コレイルは最近5年間、公益サービスに2兆797億ウォン(約1821億円)を投じたが、政府の補填額は1兆6276億ウォン(78.7%・1425億円)にとどまった。補填不足額は4521億ウォン(396億円)だった。コレイルは高齢者、障害者、国家有功者(貢献者)対する運賃減免、住民の便宜のための僻地赤字路線の維持、大統領専用列車運行などの公益サービスを実施している。国土部関係者は「高齢者や障害者を偽って不正乗車する人々の費用まで政府が支援することはできない。正確に測定することはできないが、ある程度考慮して補填している」と話した。だが、数値で計れない不正乗車分を反映するのは「力の優位を根拠とした政府の恣意的定規の適用」という批判を免れない。

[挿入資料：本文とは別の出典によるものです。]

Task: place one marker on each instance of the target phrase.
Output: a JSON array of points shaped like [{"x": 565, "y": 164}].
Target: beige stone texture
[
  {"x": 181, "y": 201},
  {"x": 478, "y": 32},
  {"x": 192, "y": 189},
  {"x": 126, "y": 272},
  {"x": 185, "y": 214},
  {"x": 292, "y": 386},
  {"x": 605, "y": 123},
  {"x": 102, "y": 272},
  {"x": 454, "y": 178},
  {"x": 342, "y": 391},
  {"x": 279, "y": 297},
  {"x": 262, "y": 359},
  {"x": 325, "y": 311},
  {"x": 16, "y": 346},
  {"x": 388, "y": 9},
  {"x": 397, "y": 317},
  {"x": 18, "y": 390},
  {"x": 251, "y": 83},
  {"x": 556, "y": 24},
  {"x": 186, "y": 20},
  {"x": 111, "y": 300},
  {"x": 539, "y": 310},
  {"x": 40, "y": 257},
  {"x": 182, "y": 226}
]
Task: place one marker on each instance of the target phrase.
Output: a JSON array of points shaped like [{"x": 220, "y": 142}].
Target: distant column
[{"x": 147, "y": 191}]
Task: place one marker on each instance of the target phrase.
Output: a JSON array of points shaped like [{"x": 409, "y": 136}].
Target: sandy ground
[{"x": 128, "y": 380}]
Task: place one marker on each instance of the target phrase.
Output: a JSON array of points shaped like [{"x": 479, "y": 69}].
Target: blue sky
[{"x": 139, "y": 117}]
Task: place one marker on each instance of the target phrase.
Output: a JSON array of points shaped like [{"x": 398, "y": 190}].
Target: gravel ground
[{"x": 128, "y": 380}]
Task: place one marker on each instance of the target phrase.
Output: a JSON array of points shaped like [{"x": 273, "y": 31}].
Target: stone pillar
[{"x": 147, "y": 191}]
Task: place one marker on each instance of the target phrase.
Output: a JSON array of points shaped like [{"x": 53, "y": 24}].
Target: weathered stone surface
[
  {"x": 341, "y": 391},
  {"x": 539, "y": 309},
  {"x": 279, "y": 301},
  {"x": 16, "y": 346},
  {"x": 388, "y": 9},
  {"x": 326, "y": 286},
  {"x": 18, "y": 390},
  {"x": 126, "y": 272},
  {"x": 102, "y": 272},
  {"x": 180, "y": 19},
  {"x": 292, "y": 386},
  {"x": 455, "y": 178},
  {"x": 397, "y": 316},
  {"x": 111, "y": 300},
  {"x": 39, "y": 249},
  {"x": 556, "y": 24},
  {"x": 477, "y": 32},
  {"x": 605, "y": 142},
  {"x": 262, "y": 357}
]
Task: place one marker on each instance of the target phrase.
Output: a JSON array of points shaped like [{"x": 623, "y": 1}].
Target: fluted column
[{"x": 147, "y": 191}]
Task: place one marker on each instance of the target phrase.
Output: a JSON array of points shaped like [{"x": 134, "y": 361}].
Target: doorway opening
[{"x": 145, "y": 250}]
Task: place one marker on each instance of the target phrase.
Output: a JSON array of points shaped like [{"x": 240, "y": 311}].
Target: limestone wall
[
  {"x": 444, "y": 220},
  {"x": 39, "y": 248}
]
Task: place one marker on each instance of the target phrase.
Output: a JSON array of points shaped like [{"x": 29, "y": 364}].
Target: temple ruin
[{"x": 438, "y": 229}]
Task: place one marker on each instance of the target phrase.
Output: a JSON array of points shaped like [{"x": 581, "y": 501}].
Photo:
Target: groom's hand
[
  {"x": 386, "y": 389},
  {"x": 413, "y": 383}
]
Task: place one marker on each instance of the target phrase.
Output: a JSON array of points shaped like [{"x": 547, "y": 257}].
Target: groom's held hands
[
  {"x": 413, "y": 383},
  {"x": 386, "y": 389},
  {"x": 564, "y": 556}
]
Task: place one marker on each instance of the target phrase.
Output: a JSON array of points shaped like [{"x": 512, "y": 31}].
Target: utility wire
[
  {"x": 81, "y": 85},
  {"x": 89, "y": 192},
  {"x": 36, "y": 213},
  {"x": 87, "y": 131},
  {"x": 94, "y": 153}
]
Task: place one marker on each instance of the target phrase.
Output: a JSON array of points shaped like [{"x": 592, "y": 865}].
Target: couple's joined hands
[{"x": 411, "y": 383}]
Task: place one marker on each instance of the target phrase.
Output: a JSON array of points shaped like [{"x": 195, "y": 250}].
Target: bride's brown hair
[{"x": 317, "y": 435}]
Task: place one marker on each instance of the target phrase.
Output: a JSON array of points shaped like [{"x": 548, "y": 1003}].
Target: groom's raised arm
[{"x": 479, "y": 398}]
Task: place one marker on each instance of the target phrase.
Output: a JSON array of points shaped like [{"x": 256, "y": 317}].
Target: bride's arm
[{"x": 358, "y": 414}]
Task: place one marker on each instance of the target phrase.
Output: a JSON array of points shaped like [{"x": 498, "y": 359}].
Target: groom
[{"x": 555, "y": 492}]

問題は両公共機関が揃って負債が深刻な点にある。昨年基準で、道路公社は負債が27兆ウォン(約2兆4000億円)、コレイルは13兆5千億ウォン(1兆2000億円)。政府が補填しなかった公益サービス費用は、両機関の財政を一層悪化させている。さらに政府は、数年前から公共機関に対して負債圧縮を強く圧迫している。負債負担が大きくなれば、公共機関は料金値上げを選択せざるをえない。実際、道路公社は昨年末に高速道路の通行料を4.7%引き上げた。コレイルも2014年8月から平日料金割引と高速鉄道(KTX)逆方向割引を廃止し、実質的な料金値上げを行った。また、鎮海線(昌原~鎮海)が昨年2月に廃止され、一部の僻地路線では運行本数が減るなど公共性が毀損されている。
チョン・ヒョンヒ議員は「政府が公益サービスの費用を正しく補填しないのは、恩着せがましく経済的弱者の支援を言っておきながら義務は怠る行為」として「経営状況が困難になれば、公共機関は料金値上げを考えざるをえず、結局は政府の怠慢が庶民の負担を増大させる結果につながる」と批判した。